Friday Science Bites 9/16/16

This week I resumed teaching my chemistry class after the summer break, and with the enhanced activity I found myself with less time than usual to peruse the headlines.  But I did come across a few exciting things . . . .

  1.  After my experience with my daughter as a baby, I am an utter and complete nonbeliever of this claim that babies do not need to be burped.  But, if the claims are valid, the pressure is off for next time, when I’m going crazy trying to release that elusive burp.
  2. Fascinating piece about a potential upcoming vanilla shortage due to new demand for the “natural” form of this flavoring.
  3. The presidential candidates’ respond to science questions.  No matter where you stand in this upcoming election, it’s worth taking some time to read through their views on these pressing issues.  Bravo to sciencedebate.org for putting this together.
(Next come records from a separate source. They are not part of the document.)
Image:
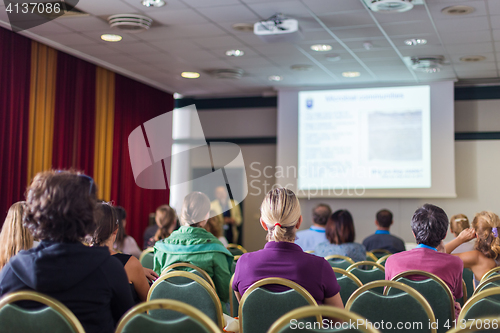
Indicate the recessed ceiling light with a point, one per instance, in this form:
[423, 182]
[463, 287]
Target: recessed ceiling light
[153, 3]
[111, 38]
[190, 75]
[351, 74]
[472, 58]
[458, 10]
[415, 41]
[275, 78]
[234, 53]
[321, 47]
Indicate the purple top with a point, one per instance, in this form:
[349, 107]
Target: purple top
[286, 260]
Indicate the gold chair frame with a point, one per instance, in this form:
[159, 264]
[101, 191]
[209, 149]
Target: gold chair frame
[475, 298]
[323, 310]
[196, 278]
[45, 300]
[196, 268]
[398, 285]
[168, 304]
[281, 281]
[433, 277]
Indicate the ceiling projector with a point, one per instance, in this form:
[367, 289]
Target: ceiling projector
[278, 29]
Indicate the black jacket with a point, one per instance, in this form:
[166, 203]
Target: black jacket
[88, 280]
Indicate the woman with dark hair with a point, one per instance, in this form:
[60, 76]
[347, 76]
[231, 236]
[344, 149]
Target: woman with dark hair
[107, 221]
[60, 208]
[340, 234]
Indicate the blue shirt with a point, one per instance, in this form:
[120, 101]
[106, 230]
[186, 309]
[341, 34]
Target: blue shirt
[310, 238]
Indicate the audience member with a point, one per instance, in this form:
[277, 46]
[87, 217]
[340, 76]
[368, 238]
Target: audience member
[429, 225]
[484, 257]
[459, 223]
[229, 213]
[14, 236]
[88, 280]
[125, 243]
[310, 238]
[281, 218]
[107, 220]
[214, 227]
[193, 244]
[166, 220]
[340, 236]
[382, 239]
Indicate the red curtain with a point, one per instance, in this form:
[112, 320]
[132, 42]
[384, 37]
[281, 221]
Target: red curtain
[74, 114]
[135, 103]
[15, 66]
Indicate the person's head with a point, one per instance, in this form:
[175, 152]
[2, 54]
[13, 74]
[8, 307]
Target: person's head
[221, 193]
[107, 221]
[321, 213]
[60, 206]
[195, 210]
[429, 225]
[384, 219]
[14, 237]
[340, 227]
[486, 225]
[166, 219]
[280, 215]
[458, 223]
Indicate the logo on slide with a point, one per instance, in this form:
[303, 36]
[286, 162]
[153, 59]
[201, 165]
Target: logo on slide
[165, 150]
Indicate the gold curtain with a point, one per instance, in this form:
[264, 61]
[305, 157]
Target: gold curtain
[105, 117]
[42, 98]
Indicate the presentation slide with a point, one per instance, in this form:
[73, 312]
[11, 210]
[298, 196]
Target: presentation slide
[372, 138]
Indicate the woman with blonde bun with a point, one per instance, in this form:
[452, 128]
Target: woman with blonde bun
[281, 218]
[193, 244]
[485, 256]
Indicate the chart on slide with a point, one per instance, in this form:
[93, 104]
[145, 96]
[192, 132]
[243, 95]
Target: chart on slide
[373, 138]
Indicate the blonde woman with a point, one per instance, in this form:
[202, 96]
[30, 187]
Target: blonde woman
[281, 218]
[193, 244]
[14, 236]
[485, 256]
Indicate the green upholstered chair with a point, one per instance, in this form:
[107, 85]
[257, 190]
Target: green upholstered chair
[147, 258]
[260, 308]
[339, 261]
[368, 275]
[285, 324]
[184, 266]
[52, 317]
[348, 283]
[192, 320]
[435, 291]
[198, 293]
[236, 250]
[484, 303]
[409, 308]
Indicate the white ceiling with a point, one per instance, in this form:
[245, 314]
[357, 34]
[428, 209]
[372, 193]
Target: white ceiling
[193, 35]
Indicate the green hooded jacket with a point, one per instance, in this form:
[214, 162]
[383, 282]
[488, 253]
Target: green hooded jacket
[200, 248]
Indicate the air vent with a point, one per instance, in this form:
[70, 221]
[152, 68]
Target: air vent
[227, 73]
[130, 22]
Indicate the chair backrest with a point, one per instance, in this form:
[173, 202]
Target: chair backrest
[434, 290]
[147, 258]
[236, 250]
[484, 303]
[348, 283]
[260, 308]
[197, 293]
[189, 268]
[409, 309]
[286, 323]
[192, 320]
[55, 317]
[339, 261]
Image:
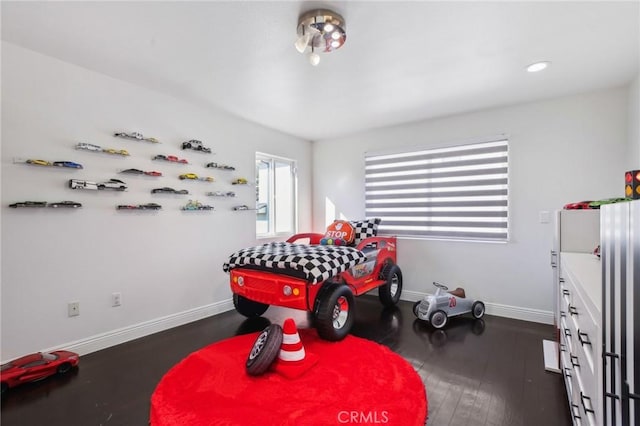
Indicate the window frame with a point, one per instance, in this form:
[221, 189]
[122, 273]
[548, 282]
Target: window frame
[440, 211]
[272, 196]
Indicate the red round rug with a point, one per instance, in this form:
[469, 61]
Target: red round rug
[354, 381]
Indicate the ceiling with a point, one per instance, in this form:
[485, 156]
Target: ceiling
[402, 61]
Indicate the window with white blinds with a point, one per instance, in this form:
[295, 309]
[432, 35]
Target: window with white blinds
[458, 192]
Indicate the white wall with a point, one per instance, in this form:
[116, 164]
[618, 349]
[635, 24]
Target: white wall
[634, 125]
[166, 264]
[563, 150]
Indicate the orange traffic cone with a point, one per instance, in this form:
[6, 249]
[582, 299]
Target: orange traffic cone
[293, 360]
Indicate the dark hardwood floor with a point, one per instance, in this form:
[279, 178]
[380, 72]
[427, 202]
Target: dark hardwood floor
[476, 372]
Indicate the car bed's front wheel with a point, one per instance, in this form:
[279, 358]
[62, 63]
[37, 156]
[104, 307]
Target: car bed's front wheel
[247, 307]
[335, 315]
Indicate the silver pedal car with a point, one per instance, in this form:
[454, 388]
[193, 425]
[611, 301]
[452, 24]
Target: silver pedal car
[438, 307]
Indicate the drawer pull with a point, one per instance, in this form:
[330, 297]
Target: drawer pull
[583, 397]
[583, 338]
[567, 372]
[574, 361]
[575, 407]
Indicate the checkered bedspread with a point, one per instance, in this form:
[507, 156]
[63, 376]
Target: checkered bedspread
[315, 263]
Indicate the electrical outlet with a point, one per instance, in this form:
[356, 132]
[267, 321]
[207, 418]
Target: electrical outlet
[73, 309]
[116, 299]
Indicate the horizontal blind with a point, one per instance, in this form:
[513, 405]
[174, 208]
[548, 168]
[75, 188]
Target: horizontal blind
[458, 192]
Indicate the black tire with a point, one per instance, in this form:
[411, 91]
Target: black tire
[477, 309]
[64, 368]
[439, 319]
[247, 307]
[264, 350]
[415, 308]
[336, 313]
[390, 292]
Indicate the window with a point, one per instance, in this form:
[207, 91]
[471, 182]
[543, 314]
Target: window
[275, 195]
[458, 192]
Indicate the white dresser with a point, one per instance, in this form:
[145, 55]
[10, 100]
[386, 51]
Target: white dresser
[578, 312]
[581, 335]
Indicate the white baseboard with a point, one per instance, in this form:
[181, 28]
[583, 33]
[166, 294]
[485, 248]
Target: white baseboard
[507, 311]
[125, 334]
[122, 335]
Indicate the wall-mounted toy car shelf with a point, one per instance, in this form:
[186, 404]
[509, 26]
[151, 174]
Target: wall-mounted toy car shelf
[196, 145]
[243, 207]
[148, 206]
[140, 172]
[219, 166]
[96, 148]
[45, 163]
[221, 194]
[167, 190]
[196, 206]
[193, 176]
[63, 204]
[135, 136]
[170, 159]
[113, 184]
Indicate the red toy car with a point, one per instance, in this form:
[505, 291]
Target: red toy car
[38, 366]
[330, 301]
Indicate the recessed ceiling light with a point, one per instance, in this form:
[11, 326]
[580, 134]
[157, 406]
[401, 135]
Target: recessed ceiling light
[538, 66]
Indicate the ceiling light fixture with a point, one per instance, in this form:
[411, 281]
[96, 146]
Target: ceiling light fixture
[538, 66]
[320, 31]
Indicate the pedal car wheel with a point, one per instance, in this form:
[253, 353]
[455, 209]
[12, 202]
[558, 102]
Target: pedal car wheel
[389, 293]
[477, 309]
[264, 350]
[438, 319]
[335, 314]
[247, 307]
[415, 308]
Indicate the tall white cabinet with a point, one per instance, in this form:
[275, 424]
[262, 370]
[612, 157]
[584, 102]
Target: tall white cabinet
[620, 235]
[578, 301]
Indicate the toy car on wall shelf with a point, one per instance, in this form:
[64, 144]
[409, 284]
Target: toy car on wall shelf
[82, 184]
[65, 204]
[29, 204]
[141, 172]
[168, 190]
[148, 206]
[193, 176]
[196, 205]
[122, 152]
[219, 166]
[68, 164]
[38, 162]
[88, 147]
[170, 159]
[37, 366]
[242, 207]
[443, 304]
[115, 184]
[195, 145]
[135, 136]
[220, 194]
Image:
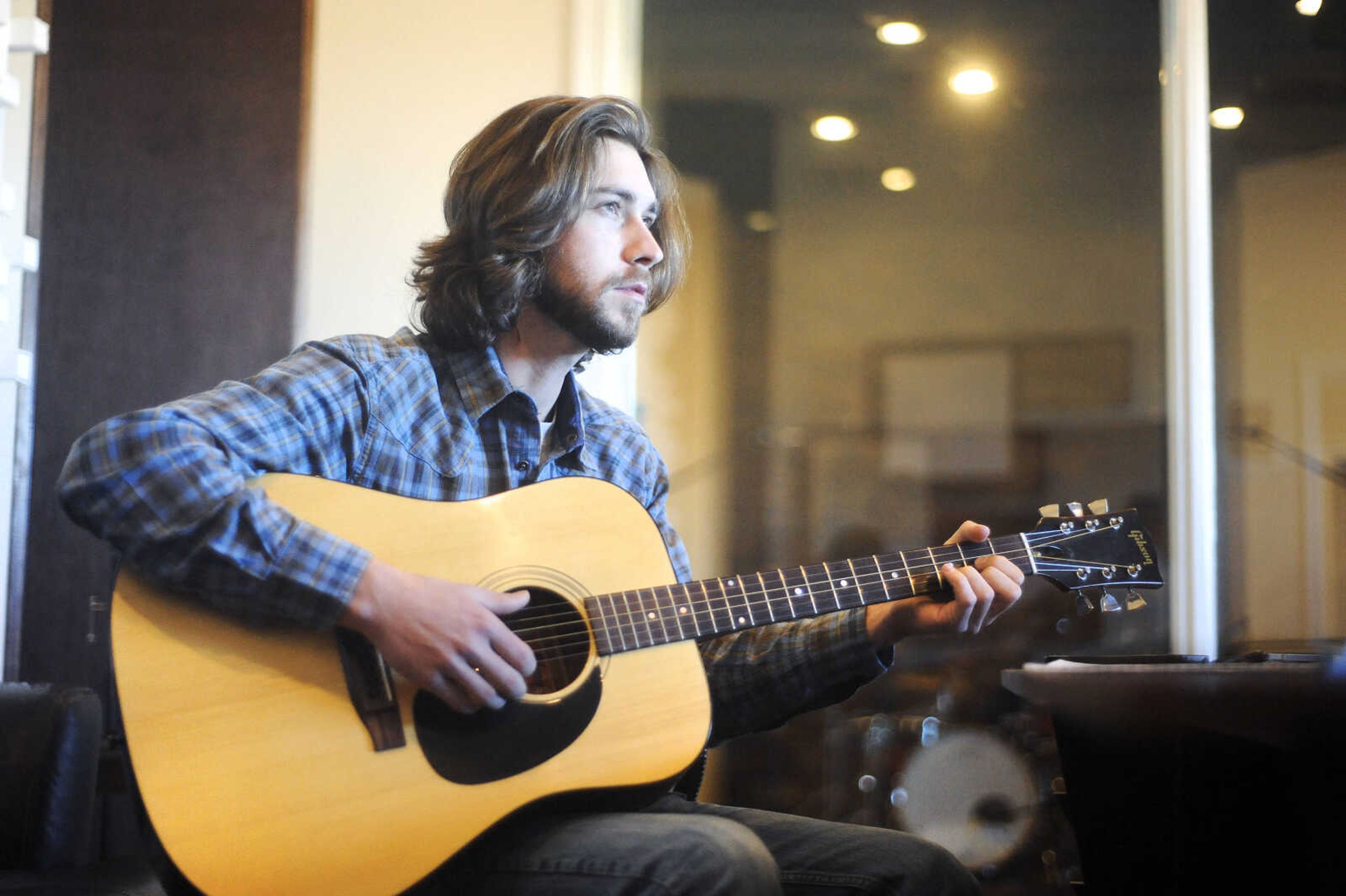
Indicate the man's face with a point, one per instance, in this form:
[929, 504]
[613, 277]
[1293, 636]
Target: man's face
[598, 274]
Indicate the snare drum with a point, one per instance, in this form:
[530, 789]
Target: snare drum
[974, 794]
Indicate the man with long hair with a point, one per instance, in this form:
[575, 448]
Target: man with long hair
[563, 231]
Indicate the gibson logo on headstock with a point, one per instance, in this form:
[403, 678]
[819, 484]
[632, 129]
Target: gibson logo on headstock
[1142, 545]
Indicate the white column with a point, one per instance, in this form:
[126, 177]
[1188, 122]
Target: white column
[605, 58]
[1190, 330]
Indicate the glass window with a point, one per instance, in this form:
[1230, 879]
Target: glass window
[948, 306]
[1279, 196]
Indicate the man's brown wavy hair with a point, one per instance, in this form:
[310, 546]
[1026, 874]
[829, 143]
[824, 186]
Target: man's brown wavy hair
[512, 193]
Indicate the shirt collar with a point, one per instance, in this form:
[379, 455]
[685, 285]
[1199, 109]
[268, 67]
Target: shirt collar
[482, 384]
[480, 379]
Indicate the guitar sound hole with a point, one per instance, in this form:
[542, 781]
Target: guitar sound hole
[559, 637]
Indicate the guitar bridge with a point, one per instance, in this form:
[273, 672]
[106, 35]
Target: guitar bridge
[371, 685]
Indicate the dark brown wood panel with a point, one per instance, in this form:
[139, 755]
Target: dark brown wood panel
[168, 255]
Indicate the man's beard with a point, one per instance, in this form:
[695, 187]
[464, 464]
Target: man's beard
[583, 318]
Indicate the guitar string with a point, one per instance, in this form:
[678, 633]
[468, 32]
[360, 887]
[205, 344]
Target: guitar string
[754, 599]
[757, 600]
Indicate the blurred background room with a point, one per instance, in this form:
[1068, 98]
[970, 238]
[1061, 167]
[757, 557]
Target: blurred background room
[952, 260]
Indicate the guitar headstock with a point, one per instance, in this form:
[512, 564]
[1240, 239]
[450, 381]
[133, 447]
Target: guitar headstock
[1095, 554]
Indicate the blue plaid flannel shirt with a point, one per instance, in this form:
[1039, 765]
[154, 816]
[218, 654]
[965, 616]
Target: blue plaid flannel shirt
[169, 489]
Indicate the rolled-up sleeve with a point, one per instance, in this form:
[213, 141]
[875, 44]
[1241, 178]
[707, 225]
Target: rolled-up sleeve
[169, 489]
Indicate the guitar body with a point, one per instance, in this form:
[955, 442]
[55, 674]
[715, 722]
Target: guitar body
[256, 770]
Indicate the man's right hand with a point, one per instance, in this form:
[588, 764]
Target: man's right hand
[443, 637]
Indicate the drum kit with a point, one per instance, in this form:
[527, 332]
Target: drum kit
[980, 789]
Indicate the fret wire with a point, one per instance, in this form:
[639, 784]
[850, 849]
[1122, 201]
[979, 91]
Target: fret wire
[1027, 549]
[691, 609]
[735, 583]
[725, 599]
[936, 563]
[672, 609]
[617, 621]
[766, 598]
[652, 615]
[594, 609]
[784, 592]
[819, 582]
[862, 573]
[855, 583]
[631, 617]
[906, 567]
[797, 591]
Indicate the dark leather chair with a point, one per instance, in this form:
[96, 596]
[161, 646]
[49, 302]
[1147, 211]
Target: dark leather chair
[50, 740]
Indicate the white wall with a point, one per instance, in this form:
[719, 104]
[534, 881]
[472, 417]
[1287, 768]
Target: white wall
[395, 89]
[1293, 314]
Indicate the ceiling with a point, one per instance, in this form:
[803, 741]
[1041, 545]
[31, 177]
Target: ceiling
[1052, 57]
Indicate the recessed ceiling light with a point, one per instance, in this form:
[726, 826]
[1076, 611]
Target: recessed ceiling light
[1227, 117]
[972, 81]
[901, 33]
[898, 179]
[834, 128]
[760, 221]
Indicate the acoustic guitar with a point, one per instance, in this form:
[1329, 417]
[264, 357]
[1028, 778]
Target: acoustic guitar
[283, 762]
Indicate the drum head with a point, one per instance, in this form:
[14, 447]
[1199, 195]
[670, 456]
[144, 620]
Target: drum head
[971, 793]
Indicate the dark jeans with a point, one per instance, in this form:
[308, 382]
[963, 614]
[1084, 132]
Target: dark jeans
[699, 849]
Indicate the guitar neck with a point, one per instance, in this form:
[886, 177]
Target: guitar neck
[684, 611]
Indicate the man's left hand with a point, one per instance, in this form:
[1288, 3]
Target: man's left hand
[982, 592]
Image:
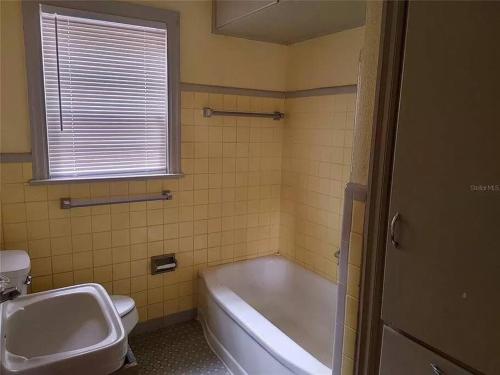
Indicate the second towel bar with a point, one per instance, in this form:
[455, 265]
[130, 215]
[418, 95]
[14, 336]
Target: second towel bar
[209, 112]
[72, 203]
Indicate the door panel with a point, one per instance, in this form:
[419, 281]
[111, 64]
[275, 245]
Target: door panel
[402, 356]
[442, 283]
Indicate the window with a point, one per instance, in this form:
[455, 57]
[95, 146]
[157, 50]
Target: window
[109, 94]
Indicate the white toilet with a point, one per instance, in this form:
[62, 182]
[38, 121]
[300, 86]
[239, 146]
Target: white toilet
[15, 265]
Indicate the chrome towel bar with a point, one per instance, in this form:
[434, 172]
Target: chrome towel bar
[67, 203]
[209, 112]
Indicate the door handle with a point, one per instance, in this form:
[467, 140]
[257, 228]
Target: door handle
[436, 370]
[394, 221]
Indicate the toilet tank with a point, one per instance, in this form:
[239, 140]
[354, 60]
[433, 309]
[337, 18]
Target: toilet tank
[15, 265]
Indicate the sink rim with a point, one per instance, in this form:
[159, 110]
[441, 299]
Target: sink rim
[115, 337]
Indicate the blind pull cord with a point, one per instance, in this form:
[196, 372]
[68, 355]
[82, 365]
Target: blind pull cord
[58, 75]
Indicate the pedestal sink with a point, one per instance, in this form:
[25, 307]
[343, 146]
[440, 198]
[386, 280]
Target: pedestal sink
[74, 330]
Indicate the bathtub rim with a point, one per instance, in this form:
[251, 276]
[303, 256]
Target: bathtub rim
[265, 333]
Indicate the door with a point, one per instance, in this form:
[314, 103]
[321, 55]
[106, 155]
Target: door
[442, 277]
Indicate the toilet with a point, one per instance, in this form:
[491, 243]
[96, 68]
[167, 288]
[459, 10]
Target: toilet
[16, 265]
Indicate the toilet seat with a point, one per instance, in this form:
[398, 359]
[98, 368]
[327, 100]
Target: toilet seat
[127, 311]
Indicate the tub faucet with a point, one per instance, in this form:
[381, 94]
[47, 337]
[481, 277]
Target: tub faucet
[7, 293]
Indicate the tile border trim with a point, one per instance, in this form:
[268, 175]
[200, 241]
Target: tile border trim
[353, 192]
[15, 157]
[332, 90]
[227, 90]
[164, 321]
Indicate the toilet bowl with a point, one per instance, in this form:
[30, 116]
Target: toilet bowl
[15, 266]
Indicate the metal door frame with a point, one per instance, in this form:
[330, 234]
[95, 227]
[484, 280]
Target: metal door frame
[379, 182]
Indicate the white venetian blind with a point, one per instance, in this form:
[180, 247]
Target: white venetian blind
[105, 96]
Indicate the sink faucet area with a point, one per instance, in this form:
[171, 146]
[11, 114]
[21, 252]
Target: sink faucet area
[68, 329]
[59, 331]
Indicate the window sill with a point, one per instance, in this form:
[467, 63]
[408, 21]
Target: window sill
[90, 179]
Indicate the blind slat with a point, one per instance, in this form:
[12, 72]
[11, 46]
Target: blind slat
[107, 83]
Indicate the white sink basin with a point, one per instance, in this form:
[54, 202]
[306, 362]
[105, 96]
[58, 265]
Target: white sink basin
[74, 330]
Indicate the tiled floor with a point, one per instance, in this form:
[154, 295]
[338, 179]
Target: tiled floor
[174, 350]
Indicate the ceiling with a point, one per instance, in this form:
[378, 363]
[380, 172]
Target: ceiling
[290, 21]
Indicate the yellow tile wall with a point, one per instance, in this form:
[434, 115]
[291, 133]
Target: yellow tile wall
[226, 208]
[317, 148]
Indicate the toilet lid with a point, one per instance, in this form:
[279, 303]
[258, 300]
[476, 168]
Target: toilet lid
[123, 304]
[14, 263]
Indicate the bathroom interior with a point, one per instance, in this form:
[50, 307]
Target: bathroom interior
[249, 187]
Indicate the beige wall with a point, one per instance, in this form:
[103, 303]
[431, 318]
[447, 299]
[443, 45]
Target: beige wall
[206, 58]
[226, 208]
[330, 60]
[228, 205]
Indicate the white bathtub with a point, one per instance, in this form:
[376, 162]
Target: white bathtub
[269, 316]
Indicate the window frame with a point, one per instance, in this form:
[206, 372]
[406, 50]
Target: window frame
[36, 90]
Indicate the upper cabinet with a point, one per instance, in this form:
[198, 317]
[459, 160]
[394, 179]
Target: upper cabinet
[285, 21]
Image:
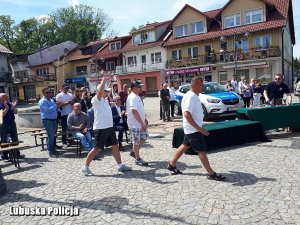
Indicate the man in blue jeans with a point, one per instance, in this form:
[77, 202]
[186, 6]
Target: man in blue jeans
[8, 125]
[48, 110]
[65, 99]
[79, 125]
  4. I won’t lie, I was hugely attracted to the donuts underneath the headline of this article on decision-making.  But I’m happy I was.  The article addresses seemingly irrational decisions.  For example, pretend your favorite candy bar is Snickers.  When faced with a choice between Snickers and Almond Joy, you pick Snickers.  But when faced with a choice between Snickers and twenty other candy bars, you don’t always pick Snickers, though even you are baffled by your own decision when you later inspect a side-by-side line-up of Snickers and your choice.  (I’m now starving.  For Snickers and donuts.)   The author reports on a concept proposed to explain this whereby a recalibration process may muddle what would otherwise be straightforward decision making.  Only relative differences between choices are considered, and thus, when faced with a large number of related choices (eg, 20 candy bars), it becomes more difficult for our brains to sift the “signal” (Snickers) from the noise (all the other candy bars).  I wonder if this process is impacting current presidential election polls?
  5. This isn’t really “news”, as it was published 2.5 years ago, but, a current topic in the world of early childhood education.  I attended a panel discussion on children’s picture books last night, and one of the emergent themes was the increased sophistication of children with graphics and the reduced role words play in their lives.  This article challenges that concept by showing the role words play in focusing 3-year-olds on I Spy games, over using just images alone.